Aldığımız siyasi eğitim ve öğretimlerde devlet; cumhurbaşkanlığından köydeki çobana kadar içine alan milli teşkilatın omurgası, vatandaşını kucaklayan baba olarak gösterildi. Bu tarihin derinliklerinden gelen “devlet baba” söyleminin temeliydi. Mitolojinin siyasetteki yerini de yaklaşan cumhurbaşkanlığı seçim sürecine hızlı girişte kullanılan politik dilden kavrıyoruz…

Politikanın esasını yaşatan partilerin kazanma hedeflerine ulaşmak için sergilenen tavır aslında, hukuk açısından fiiliyata geçer ve işlem görür.
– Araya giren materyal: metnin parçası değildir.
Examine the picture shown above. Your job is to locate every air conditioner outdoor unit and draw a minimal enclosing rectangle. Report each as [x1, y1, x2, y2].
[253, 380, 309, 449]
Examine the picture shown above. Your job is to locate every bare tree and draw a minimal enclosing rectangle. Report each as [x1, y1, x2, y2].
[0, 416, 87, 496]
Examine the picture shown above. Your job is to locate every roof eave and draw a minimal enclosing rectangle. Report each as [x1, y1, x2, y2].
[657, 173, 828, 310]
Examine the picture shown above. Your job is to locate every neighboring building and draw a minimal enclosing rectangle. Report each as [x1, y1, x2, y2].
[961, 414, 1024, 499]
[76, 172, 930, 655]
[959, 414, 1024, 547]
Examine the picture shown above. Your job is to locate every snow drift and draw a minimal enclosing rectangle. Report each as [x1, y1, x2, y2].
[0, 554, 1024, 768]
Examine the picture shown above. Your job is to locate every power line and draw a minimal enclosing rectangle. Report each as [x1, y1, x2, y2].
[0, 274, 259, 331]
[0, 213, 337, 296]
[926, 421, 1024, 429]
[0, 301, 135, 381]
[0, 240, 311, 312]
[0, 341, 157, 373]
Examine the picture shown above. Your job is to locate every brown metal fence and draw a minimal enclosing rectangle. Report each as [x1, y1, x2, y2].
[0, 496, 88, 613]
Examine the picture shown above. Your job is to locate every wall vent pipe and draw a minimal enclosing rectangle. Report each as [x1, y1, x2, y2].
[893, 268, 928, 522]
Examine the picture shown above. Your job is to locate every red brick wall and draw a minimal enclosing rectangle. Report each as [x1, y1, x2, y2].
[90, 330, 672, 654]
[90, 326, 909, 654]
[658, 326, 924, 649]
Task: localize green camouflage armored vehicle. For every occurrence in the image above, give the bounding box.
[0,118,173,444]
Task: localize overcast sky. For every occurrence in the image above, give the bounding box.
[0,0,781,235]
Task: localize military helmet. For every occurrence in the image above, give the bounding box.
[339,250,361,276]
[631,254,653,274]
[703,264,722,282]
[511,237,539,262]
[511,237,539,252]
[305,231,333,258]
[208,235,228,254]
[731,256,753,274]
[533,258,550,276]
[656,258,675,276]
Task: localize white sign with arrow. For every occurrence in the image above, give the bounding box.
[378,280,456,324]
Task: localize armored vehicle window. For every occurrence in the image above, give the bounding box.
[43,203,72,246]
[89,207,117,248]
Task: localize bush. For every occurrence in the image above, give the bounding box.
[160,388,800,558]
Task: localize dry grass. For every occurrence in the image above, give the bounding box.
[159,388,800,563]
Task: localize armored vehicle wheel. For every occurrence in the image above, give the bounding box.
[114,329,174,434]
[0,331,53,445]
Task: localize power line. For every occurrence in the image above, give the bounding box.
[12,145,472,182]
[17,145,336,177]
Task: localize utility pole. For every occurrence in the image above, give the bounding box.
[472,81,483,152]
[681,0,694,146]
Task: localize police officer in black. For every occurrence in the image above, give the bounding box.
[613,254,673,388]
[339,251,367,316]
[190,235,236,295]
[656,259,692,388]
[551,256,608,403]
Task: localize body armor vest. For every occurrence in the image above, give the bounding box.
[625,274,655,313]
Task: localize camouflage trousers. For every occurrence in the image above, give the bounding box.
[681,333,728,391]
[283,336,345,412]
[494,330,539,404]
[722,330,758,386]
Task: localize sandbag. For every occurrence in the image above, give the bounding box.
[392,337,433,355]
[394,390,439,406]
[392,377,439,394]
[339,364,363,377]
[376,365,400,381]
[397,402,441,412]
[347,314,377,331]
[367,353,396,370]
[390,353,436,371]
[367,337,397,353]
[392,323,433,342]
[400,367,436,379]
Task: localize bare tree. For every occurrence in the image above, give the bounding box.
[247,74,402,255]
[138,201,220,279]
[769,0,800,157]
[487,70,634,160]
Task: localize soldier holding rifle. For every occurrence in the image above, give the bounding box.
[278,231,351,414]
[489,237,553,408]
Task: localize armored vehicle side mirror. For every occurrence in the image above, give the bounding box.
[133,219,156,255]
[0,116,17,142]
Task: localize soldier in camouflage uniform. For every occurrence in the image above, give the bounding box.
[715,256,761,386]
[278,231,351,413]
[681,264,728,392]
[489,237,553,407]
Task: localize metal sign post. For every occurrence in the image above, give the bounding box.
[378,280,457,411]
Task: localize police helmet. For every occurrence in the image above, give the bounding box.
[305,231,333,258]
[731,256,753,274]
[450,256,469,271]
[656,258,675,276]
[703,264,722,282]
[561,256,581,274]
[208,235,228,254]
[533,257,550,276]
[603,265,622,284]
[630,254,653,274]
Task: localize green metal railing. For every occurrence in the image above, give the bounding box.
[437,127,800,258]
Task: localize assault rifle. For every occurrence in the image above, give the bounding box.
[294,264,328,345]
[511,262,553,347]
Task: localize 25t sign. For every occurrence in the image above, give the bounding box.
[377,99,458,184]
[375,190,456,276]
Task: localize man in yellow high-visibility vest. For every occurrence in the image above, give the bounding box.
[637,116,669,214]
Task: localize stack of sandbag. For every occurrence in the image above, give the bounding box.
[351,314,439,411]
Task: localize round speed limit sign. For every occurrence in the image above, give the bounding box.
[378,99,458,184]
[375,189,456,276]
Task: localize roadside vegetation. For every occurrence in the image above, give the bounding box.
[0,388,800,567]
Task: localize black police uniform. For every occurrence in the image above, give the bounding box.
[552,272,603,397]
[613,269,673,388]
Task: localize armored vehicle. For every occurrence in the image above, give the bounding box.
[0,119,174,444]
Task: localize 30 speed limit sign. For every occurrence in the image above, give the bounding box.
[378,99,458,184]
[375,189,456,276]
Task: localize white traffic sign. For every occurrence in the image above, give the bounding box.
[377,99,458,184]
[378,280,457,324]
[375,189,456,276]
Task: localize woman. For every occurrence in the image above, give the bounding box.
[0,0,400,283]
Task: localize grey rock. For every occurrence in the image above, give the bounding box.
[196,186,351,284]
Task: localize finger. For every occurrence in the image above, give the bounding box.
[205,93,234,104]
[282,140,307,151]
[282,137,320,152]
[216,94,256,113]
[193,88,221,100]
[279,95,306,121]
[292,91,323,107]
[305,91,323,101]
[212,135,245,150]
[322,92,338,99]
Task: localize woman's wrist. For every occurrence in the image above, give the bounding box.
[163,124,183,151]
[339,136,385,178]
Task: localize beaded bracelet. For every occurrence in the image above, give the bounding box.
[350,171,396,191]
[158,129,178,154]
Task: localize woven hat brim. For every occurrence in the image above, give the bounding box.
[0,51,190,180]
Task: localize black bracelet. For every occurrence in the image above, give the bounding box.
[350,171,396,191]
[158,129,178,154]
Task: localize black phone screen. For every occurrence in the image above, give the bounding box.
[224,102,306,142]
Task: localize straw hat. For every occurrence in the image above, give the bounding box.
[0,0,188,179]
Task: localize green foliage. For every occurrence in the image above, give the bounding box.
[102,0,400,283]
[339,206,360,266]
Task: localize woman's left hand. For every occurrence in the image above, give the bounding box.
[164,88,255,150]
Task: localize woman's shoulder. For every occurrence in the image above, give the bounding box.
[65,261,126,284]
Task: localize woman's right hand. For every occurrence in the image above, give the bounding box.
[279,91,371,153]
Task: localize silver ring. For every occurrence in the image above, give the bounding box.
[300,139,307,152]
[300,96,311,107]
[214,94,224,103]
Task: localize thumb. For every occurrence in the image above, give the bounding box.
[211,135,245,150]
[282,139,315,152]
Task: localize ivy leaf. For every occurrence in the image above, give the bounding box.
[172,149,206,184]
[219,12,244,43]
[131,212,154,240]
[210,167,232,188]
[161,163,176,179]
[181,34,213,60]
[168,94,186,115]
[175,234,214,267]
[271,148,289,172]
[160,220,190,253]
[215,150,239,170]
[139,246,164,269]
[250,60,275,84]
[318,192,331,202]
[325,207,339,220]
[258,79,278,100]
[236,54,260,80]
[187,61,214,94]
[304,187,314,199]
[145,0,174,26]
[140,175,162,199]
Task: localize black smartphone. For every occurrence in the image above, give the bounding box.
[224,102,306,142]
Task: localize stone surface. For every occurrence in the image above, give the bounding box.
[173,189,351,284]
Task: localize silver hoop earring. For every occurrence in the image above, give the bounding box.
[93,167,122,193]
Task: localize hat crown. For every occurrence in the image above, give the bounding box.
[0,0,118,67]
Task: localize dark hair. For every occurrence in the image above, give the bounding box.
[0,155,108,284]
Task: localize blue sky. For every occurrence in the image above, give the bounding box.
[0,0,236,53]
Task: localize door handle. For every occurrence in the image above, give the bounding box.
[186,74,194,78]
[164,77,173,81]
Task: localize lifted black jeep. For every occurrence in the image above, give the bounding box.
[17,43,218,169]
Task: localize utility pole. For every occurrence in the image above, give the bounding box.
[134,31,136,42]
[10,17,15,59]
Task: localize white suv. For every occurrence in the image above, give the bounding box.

Elbette oyun kurucuları vardır. Hukuki uygunlukta sakınca çıkmamışsa etik, ahlaki yönü seçmenin tavrında değer bulur. Seçmen iradesine ipotek koymak için hakaret, ateş püskürme, entrika kurma, çirkin sözlerle siyasi çürümüşlük yaratmaya gerek olmamalı, abidik gubidik dalavera aldı başını gidiyor…

Her bireyin aklında fikrine, bazılarınınsa çıkarına yakın bir parti, beyninde bir ideoloji, dilinde politika vardır. Kara politika ve karanlık ideolojiye saplananlar da olur. Özellikle halkın karşısında makam, mevki sahipliğine erişenlerin oluşturduğu vitrinde her kelimenin kullanılması, her sözün gelişigüzel düşünmeden sarf edilmesi siyasal omurgaya, Türk Devlet edep-adabına uygun düşmez. Herhangi bir parti teşkilat Başkanlık makamındaki zatın; “bütün kâfirler birleşse ne çıkar…” demesine karşın “bütün dindarlar birleşse ne çıkar; iyiler atak yaptı, kötüler çılgına döndü…” eleştirileri toplumsal birliktelik yanında dinsel inancın politizesi hoş değildir…

Aynı salondaki gurup toplantısında; “Recep Tayyip Erdoğan’dan Cumhurbaşkanı olmaz!”;  diğerinde “Recep Tayyip Erdoğan, Cumhurbaşkanı adayımızdır!” ilâmını aynı heyecanla ayakta alkışlayan aynı milletvekilleridir. MHP lideri, Sn. Dr. Devlet Bahçeli’nin gelinen nokta ve siyasal oluşumlar sonrası siyasi derinlik ve birikimindeki beka meselesi seçimin sonuçlarıyla ortaya çıkacaktır… İki tarafa serpişmiş görünen ülkücü mefkûre şimdilik muammadır!